Integrating social, political, and intellectual history, her dissertation, “Nature, Self, and History in the Works of Andrea Alciati [1492-1550], Guillaume Budé [1467-1540] and Ulrich Zasius [1461-1536]: A Study of the Role of Legal Humanism in Western Natural Law,” explored how the introduction of philological, comparative, and historical methods to the teaching and interpretation of Roman law informed the centrality of ius gentium (universal customary law or the laws of peoples) within natural law and natural rights theories from the sixteenth century onwards. By focusing on lectures, treatises, orations and emblems, she demonstrated how the humanists used the category of ius gentium—which they held was the source of the rights of individuals—to hold civil laws, and those who administered them, accountable to a higher criterion of justice.

Karr is currently in the process of transforming her dissertation into a book tentatively entitled On Justice and Right: The Moral Authority of Jus Gentium, which will expand the project beyond the French, German, and Italian contexts. To do so, she will explore the works of an early sixteenth-century humanist Christopher St. Germain (1440-1540) and expand the manuscript to include the next generation of humanist jurists including Jacques Cujas (1520-1590), Hugo Donellus (1527-1591) and Mathew Wesenbeck (1531-1586). As professors and lawyers, each had a substantial impact on the continuing development of European political thought and practice in the sixteenth century, especially in relation to their interpretations of ius and ius gentium and the limits each imposed on sovereign authorities. Finally, they each, in different ways, directly influenced the so-called fathers of international law: Alberico Gentili (1552-1608) and Hugo Grotius (1583-1645).
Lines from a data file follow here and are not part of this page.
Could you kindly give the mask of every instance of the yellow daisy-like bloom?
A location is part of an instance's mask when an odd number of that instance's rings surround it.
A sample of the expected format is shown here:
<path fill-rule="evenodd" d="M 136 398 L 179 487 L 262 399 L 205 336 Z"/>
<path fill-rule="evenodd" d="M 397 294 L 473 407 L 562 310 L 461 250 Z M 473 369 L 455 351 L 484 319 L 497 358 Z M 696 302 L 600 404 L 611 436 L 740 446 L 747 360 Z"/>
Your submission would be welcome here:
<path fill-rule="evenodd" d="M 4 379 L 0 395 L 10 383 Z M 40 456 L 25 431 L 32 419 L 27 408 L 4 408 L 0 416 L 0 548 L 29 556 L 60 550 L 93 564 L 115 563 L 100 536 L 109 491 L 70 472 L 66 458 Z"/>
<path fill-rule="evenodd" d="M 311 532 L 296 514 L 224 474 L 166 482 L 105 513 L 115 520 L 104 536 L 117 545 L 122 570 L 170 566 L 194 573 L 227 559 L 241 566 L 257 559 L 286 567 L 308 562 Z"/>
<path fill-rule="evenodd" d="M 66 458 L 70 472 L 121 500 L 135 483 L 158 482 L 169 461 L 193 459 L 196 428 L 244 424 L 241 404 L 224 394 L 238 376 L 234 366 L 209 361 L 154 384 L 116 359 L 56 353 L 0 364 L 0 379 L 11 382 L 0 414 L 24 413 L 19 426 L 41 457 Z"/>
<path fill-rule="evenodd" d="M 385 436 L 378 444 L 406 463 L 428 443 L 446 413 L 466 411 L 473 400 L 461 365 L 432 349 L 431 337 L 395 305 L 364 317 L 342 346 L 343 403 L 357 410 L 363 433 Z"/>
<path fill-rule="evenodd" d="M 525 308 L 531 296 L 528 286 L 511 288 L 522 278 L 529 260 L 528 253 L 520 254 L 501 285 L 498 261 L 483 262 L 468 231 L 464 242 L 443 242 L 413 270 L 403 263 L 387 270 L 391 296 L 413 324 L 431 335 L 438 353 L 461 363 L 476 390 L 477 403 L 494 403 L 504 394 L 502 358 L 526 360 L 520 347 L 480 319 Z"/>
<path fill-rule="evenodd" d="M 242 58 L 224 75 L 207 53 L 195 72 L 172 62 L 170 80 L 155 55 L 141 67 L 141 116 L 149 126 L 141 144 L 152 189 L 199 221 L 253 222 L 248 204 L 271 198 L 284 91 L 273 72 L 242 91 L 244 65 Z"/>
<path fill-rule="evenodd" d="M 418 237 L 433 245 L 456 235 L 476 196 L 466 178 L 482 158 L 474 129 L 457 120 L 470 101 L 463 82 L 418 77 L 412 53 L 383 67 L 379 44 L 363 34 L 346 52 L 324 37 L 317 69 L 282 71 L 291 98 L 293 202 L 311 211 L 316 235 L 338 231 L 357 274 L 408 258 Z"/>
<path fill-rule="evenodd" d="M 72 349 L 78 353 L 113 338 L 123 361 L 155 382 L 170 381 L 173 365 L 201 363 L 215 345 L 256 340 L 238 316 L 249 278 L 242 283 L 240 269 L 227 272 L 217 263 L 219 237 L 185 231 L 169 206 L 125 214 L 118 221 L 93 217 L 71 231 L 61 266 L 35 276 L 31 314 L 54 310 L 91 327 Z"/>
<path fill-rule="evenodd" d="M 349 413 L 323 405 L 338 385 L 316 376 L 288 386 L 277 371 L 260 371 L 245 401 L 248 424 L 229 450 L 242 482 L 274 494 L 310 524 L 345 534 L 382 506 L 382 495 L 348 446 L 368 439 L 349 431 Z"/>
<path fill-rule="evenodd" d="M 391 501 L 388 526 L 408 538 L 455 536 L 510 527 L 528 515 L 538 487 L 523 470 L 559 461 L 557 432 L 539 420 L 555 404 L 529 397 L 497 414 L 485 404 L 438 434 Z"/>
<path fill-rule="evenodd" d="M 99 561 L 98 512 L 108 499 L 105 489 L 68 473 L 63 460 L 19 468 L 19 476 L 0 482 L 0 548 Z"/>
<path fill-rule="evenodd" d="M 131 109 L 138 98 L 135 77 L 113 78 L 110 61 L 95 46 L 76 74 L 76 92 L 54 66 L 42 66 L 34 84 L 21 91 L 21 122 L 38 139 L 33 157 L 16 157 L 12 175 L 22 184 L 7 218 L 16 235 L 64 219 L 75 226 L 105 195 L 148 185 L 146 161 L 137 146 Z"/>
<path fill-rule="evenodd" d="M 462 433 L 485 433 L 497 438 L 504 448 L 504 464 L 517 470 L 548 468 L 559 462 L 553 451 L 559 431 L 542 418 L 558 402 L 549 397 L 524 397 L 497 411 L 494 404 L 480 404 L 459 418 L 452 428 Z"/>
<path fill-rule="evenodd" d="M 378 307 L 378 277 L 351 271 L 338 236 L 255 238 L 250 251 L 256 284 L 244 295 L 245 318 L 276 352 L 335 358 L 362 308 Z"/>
Her broader teaching and research interests include: Humanism, the Renaissance, the Reformation, European Legal History, early-modern state formation, and European expansion in comparative perspective. She is also prepared to teach survey courses, such as Western Civilization and/or World History from antiquity through the eighteenth century, and specialized courses on the rights of war and peace, the development of international law, the history and theory of human rights and humanitarianism, and historical methodology.